Imagine if everything you ever knew disappeared forever. Your home, your office, your local shops, cinema, school – all of it gone, never to be returned to again.
This is the dilemma faced by tens of thousands of refugees in Japan who fled their homes when an earthquake and tsunami-damaged Fukushima's nuclear power plant, causing three major meltdowns – the largest nuclear disaster since Chernobyl in 1986.
How would you feel if your home was no longer safe? A radioactive wasteland? Would you return? Would you want to see what had happened to your usual haunts? Almost all of the 80,000 people forced to evacuate have felt compelled to return. But when they have, they've struggled to recognise places that were once so familiar to them.

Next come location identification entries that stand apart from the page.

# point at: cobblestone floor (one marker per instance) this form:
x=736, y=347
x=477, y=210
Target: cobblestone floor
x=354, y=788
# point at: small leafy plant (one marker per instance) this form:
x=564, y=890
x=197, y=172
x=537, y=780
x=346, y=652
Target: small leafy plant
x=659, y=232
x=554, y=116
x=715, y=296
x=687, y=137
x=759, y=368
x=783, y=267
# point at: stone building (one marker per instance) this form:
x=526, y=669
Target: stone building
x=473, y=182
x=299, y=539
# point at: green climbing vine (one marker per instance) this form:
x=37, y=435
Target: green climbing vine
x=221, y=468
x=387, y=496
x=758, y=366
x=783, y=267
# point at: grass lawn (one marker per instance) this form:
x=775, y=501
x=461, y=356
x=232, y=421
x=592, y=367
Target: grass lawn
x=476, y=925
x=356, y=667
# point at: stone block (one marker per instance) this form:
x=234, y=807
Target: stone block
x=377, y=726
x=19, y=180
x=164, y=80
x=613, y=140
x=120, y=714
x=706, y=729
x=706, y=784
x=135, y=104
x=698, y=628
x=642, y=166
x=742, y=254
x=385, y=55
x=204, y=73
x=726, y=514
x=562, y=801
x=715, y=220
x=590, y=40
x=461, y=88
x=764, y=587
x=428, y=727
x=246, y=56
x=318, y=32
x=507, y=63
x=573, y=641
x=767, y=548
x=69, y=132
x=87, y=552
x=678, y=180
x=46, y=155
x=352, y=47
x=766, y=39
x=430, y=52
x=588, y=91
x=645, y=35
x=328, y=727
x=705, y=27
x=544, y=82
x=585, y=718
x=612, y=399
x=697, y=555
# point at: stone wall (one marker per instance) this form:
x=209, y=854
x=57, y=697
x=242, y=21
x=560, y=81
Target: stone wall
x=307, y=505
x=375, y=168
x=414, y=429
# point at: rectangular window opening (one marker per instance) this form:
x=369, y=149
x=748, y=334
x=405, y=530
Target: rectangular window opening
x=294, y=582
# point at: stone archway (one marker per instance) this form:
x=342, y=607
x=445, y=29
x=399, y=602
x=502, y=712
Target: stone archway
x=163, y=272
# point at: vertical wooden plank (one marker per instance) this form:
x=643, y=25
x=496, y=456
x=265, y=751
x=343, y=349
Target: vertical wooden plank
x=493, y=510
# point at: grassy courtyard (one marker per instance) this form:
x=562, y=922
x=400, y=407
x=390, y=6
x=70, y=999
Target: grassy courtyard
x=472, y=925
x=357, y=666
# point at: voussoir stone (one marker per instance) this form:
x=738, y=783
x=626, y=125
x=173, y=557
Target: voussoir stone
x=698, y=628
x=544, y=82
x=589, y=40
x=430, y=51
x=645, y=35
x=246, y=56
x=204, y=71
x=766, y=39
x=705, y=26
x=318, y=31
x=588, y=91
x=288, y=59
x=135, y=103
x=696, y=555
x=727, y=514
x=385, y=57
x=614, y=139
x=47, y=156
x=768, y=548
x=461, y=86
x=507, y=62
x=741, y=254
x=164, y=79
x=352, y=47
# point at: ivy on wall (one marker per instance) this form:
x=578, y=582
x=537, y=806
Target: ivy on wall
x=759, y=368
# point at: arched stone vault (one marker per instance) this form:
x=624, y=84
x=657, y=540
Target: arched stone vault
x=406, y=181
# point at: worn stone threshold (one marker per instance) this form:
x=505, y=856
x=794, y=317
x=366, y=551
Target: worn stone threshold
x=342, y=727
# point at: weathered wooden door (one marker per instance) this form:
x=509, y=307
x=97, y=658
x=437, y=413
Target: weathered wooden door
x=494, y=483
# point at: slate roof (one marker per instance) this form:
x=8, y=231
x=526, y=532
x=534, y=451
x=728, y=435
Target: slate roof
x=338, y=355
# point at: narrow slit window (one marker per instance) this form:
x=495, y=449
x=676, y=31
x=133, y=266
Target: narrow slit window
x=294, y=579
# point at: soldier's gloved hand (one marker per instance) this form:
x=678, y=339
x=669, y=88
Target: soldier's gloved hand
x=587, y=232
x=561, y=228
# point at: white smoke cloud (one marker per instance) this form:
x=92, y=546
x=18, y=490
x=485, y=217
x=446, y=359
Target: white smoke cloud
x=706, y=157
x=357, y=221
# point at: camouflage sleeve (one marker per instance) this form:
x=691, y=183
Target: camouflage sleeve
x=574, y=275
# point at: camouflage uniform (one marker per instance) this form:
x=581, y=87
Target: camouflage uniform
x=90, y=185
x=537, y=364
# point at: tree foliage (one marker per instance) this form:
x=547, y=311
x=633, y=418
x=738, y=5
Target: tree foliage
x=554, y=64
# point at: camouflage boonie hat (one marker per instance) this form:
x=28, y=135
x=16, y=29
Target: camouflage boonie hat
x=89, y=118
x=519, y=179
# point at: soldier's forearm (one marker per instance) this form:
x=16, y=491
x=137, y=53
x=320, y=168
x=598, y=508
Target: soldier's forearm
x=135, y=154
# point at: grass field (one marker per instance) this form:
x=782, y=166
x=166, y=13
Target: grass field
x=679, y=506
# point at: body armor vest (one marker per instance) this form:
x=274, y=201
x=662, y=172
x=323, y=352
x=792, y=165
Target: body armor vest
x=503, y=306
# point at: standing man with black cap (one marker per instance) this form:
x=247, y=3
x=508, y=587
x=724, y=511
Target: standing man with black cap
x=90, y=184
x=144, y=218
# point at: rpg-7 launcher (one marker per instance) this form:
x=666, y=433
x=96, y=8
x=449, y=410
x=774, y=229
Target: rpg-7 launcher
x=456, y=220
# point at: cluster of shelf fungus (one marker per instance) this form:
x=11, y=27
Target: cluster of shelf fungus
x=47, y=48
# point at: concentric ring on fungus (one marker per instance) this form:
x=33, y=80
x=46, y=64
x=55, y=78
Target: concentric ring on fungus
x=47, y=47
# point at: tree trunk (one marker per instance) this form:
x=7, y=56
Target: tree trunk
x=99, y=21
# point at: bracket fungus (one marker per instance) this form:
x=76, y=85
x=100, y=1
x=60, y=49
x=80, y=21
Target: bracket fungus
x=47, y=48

Through their series Retracing our Steps, French photographers Carlos Ayesta and Guillaume Bression have asked some of the 80,000 refugees who fled areas near Fukushima to return to the places they once knew – a project that has involved some considerable detective work as well as jumping through many administrative hoops.
When you look through these sombre images, it's impossible to imagine that these zones are deemed dangerous because in most cases, things are left as they were. It makes uncomfortable viewing and the accompanying stories further illustrate the sheer impact of the disaster.
Speaking of the project, the pair said: "Facing the camera, they were asked to act as normally as possible – as if nothing had happened. The idea behind these almost surreal photographs was to combine the banal and the unusual. The fact of the historical nuclear accident gives these images a real plausibility."